Ainsi fut-il jusqu’à ce que mes frères devinssent jaloux de mon époux, le premier des guerriers. Ils ne pouvaient ni se reposer, ni juger les contestations avant qu’ils eussent tué Sigurd.

J’entendis résonner les sabots de Grani qui revenait ; mais je ne vis pas Sigurd lui-même. Tous les chevaux avaient le flanc ensanglanté par l’éperon ; poussés par les assassins, ils étaient blanchis d’écume.

L’âme affligée, j’allai parler à Grani, et, les joues humides de pleurs, j’interrogeai le cheval. Grani courba la tête jusqu’à terre : il savait bien que son maître était mort.

J’hésitai longtemps ; mon cœur faiblit avant de demander au chef des peuples où était Sigurd.

Gunnar baissa la tête ; mais Högni me dit, au sujet de la mort de Sigurd : « Il git assassiné de l’autre côté du fleuve. Celui qui a tué Guttorm est en proie aux loups.

« On peut voir le corps de Sigurd sur le chemin du sud. On y entend crier les corbeaux, les faucons joyeux battent de l’aile et les loups hurlent à l’entour du héros. »

— « Comment, ô Högni, as-tu pu m’apprendre à moi, malheureuse, une si triste nouvelle ? Personne ne te recevra, et les corbeaux te dévoreront le cœur sur une terre lointaine. »

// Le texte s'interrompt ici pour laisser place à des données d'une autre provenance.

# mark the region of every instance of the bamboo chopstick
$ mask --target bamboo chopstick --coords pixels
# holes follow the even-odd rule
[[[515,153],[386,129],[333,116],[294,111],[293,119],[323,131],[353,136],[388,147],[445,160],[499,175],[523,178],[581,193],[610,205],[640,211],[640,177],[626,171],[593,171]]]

C’est la page qu’on vient de lire qui, librement traduite, forme dans le poème de Leconte de Lisle la plainte de Gudruna :


Quand vierge, jeune et belle, à lui, beau, jeune et brave.
Le col, le sein parés d’argent neuf et d’or fin,
Je fus donnée, ô ciel ! ce fut un jour sans fin,
Et je dis en mon cœur : Fortune, je te brave.